Released: 2009, Coroner Records
Italy continues to give birth to quality metal bands, and now from Milan comes Destrage, a melodic death metal band formed around 2002. I have been quite vocal in past reviews and columns about the stagnation of melodic death metal, most new bands offering nothing original or relevant to the genre, content instead to tighten and repeat Gothenburg’s original formula. At last I can say that here is a band that has decided to branch out and incorporate other styles and approaches to the genre. In fact I hesitate to call URBAN BEING strictly melodic death metal because it includes so many other facets and styles.
First thing first, is that Max Cavalera on vocals? No, but it sure sounds like it, for awhile at least. Lead throat Paolo Colavolpe is one of the more versatile singers I have heard in awhile, alternating between Max’s patented bark and his own clean vocals, pushing the songs into far more varied territory than lesser acts. The music is no less impressive, full of technical, energized, and hook laden riffs not to mention a manic rhythm section. Destrage blends death metal with thrash and elements of hardcore seamlessly, creating a wall of varied sound that pulverizes with brutality, and soothes with silkiness on the slower passages. Album opener “Trash For Sale” is an excellent snapshot of the album as a whole, the band including many of their winning elements in this track. “The H Factor” focuses more on the soothing parts, with a nice Spanish acoustic intro before bringing on the speed and brutality. The band showcases their ambitions with intricate, speedy, and technical material, which is sometimes progressive in style, but manages to maintain focus on song craft.

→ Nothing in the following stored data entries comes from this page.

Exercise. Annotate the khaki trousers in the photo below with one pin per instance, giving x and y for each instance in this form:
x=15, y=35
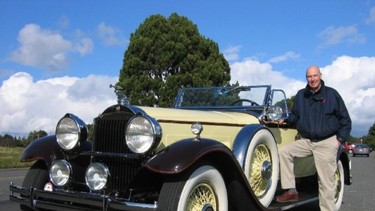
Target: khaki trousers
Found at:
x=324, y=153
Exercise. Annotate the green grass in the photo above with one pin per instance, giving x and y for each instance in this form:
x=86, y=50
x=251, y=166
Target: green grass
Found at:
x=10, y=158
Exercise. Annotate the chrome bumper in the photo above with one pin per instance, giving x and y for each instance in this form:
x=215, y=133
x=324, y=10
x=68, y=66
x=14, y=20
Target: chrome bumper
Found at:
x=72, y=201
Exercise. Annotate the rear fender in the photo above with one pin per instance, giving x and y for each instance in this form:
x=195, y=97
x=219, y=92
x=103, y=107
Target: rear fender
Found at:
x=242, y=141
x=181, y=156
x=45, y=148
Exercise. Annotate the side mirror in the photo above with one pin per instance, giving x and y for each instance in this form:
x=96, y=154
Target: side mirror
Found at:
x=277, y=106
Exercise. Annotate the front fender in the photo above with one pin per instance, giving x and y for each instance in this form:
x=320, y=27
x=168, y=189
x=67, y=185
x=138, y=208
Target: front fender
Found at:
x=45, y=148
x=181, y=155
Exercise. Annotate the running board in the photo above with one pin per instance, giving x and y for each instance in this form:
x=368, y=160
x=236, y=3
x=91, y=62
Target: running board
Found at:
x=303, y=199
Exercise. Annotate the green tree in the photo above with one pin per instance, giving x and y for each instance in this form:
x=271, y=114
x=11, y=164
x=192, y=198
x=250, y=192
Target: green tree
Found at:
x=165, y=54
x=33, y=135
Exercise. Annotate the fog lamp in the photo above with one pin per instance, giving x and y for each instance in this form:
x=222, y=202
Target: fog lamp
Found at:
x=96, y=176
x=60, y=172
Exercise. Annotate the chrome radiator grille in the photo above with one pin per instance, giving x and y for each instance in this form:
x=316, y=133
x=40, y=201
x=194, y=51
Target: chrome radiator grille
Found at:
x=109, y=136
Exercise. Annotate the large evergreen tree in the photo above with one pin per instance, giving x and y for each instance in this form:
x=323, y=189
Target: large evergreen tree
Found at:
x=165, y=54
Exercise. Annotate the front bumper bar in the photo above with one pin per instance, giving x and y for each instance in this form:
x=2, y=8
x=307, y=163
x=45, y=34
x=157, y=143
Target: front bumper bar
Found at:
x=72, y=201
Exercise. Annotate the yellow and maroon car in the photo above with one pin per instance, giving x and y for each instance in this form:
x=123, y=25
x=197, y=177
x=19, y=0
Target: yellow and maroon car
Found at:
x=215, y=149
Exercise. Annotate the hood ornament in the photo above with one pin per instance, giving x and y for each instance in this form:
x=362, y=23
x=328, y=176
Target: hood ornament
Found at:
x=121, y=97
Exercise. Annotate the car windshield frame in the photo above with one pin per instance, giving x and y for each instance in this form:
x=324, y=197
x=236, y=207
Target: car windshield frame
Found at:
x=240, y=97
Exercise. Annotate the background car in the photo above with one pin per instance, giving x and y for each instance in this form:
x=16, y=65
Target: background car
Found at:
x=361, y=149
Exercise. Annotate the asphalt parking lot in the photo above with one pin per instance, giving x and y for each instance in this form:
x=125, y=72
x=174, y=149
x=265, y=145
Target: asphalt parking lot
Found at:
x=358, y=196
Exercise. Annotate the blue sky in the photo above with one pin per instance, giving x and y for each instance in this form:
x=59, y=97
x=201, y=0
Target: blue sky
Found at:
x=60, y=56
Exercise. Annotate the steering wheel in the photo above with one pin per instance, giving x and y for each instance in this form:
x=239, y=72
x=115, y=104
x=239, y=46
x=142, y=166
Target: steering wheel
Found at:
x=252, y=103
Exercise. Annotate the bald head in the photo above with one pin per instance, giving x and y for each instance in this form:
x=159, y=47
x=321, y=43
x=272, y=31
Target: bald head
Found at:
x=313, y=77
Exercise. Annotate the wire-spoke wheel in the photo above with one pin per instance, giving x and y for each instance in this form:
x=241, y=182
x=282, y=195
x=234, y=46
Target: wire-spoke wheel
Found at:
x=262, y=166
x=200, y=190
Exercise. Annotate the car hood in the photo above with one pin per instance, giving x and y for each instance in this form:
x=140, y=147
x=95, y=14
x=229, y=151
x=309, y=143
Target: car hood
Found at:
x=189, y=116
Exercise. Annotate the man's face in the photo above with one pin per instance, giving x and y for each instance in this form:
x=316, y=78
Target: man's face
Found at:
x=313, y=77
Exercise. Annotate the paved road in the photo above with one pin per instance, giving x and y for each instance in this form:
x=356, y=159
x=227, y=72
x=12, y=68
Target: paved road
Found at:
x=359, y=196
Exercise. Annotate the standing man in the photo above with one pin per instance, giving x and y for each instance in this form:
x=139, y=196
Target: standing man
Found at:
x=323, y=123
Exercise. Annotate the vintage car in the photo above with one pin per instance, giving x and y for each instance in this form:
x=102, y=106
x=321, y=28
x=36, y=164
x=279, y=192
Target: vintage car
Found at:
x=215, y=149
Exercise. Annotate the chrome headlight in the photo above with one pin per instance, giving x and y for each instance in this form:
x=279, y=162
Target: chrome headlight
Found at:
x=96, y=176
x=60, y=172
x=70, y=130
x=142, y=134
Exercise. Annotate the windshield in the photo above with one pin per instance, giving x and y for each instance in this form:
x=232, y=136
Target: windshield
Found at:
x=222, y=96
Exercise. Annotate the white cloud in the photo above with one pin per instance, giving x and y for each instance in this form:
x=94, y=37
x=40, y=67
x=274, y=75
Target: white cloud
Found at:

Still, there are sections where the band's ambitions get the better of them and lead to convoluted and confusing sections, crammed with more than is needed, as is the case with album closer “Urban Being”. These are things I can live with though, when an album is this well constructed and imaginatively composed. Hats off to producer Ettore Rogotti, who has managed to capture articulation within the speed. URBAN BEING might not be the best melodic death metal album ever recorded, but it is refreshing and inventive, best appreciated and assimilated with multiple listens. Recommended.